Irak als neues Vietnam?
Eine Analyse der beiden großen militärischen Desaster der USA

Eines der Hauptziele des neuen US-Präsidenten ist der Abzug der US-Truppen aus dem Irak. Derzeit wird überall diskutiert, wie dieser Abzug am besten vollzogen werden soll. Zeit für eine Analyse, was dort eigentlich schiefgelaufen ist, nimmt man sich im Tagesgeschehen wenig, da alle Energie der Frage, wie die USA halbwegs glimpflich das Irak-Desaster beenden können, gewidmet ist.

Der ungarische Journalist Dr. Joseph Pozsgai hat sich in seinem Buch „Vom Vietnam-Krieg zum Irak-Desaster – Fehlentscheidungen amerikanischer Politik“ mit den Hintergründen der beiden großen militärischen Niederlagen der USA in den letzten Jahrzehnten auseinandergesetzt.

Bereits im März 2003, als der Vormarsch der scheinbar übermächtigen US-Truppen im Sandsturm vor Bagdad einmal kurz ins Stocken geriet, schrieb der „Spiegel“: „Amerikas tiefste Ängste lassen sich in einem Wort zusammenfassen: Vietnam. Nun konfrontiert das Chaos im Irak die Supermacht mit ihrem Trauma. Viele US-Bürger fürchten bereits, daß ihr Land abermals im Sumpf eines Guerillakrieges versacken könnte.“ Vergleiche wie diese haben den auch für deutsche Tageszeitungen als Kommentator tätigen Journalisten Pozsgai veranlaßt, Gemeinsamkeiten zwischen dem Vietnam- und dem Irakkrieg zu suchen.

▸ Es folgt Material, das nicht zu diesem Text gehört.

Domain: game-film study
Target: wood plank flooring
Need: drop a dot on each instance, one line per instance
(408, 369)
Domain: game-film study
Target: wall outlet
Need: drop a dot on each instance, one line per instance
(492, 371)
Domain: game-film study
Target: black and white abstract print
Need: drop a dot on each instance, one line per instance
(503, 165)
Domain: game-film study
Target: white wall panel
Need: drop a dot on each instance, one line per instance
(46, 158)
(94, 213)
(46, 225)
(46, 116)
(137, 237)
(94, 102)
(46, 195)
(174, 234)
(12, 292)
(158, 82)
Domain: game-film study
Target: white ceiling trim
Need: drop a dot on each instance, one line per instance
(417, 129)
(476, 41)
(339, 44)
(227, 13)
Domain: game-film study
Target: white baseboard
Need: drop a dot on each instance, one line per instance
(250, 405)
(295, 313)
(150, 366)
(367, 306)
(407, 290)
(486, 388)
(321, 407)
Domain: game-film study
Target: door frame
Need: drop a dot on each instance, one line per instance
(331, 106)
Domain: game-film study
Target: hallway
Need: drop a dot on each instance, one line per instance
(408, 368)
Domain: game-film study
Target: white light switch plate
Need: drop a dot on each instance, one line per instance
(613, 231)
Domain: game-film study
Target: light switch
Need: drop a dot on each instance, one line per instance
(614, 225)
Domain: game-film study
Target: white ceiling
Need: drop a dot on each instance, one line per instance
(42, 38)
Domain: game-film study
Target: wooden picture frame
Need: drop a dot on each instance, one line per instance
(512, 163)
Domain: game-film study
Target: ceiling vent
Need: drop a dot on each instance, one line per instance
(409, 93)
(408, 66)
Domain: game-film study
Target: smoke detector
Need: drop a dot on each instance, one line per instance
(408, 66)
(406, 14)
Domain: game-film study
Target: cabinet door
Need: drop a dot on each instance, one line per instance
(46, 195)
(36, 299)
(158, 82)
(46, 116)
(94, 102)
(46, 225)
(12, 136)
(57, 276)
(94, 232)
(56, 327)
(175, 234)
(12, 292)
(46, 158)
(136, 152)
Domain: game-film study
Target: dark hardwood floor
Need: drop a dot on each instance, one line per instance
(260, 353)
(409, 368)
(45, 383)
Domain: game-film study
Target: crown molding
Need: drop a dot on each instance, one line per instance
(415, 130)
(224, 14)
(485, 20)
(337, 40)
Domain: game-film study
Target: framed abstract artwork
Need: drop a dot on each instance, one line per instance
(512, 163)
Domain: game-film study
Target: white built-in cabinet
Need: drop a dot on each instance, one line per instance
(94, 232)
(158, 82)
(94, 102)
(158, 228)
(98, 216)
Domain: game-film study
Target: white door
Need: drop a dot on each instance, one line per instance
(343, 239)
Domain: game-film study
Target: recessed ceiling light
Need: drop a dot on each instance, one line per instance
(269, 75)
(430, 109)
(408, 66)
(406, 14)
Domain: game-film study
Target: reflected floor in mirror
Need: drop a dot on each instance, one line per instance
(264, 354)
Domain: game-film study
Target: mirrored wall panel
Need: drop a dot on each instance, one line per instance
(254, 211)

Für diesen Vergleich liefert der Autor eine überzeugende Analyse des Vietnamkrieges. Gleich zu Beginn verweist er darauf, daß die Protagonisten dieses Krieges keineswegs nur die USA und Südvietnam auf der einen Seite und Nordvietnam auf der anderen Seite gewesen seien, sondern Rußland und vor allem China bei der Unterstützung des kommunistischen Nordens Vietnams eine wichtige Rolle gespielt hätten. Doch hier seien bereits US-Präsident Kennedy und seinen Nachfolgern Johnson und Nixon die ersten Fehleinschätzungen unterlaufen. Während man in Washington dachte, Rußland sei im Rahmen des Kalten Krieges eine treibende Kraft bei der Unterstützung und Finanzierung nordvietnamesischer Anschläge auf südvietnamesische Territorium, habe man China völlig aus dem Blick verloren. Podzsgai führt detailliert an, warum Rußland gar kein Interesse an militärischen Einmischungen der USA in Südostasien hatte. Er schildert die Machtkämpfe der kommunistischen Großmächte China und Rußland untereinander und die Interessenlage der nordvietnamesischen Politclique in Hanoi um Ho Chi Minh. Aber auch auf die Fehleinschätzungen Washingtons der Machtverhältnisse im theoretisch demokratischen Saigon geht der Autor ein. Zudem fragt er, warum die USA sich auf einen Guerillakampf im Süden Vietnams mit den Vietcongs einließen, anstatt in den Norden einzumarschieren. Die Angst vor einer Intervention Rußlands sei nämlich laut dem Autor aufgrund anderer Probleme Moskaus unbegründet gewesen.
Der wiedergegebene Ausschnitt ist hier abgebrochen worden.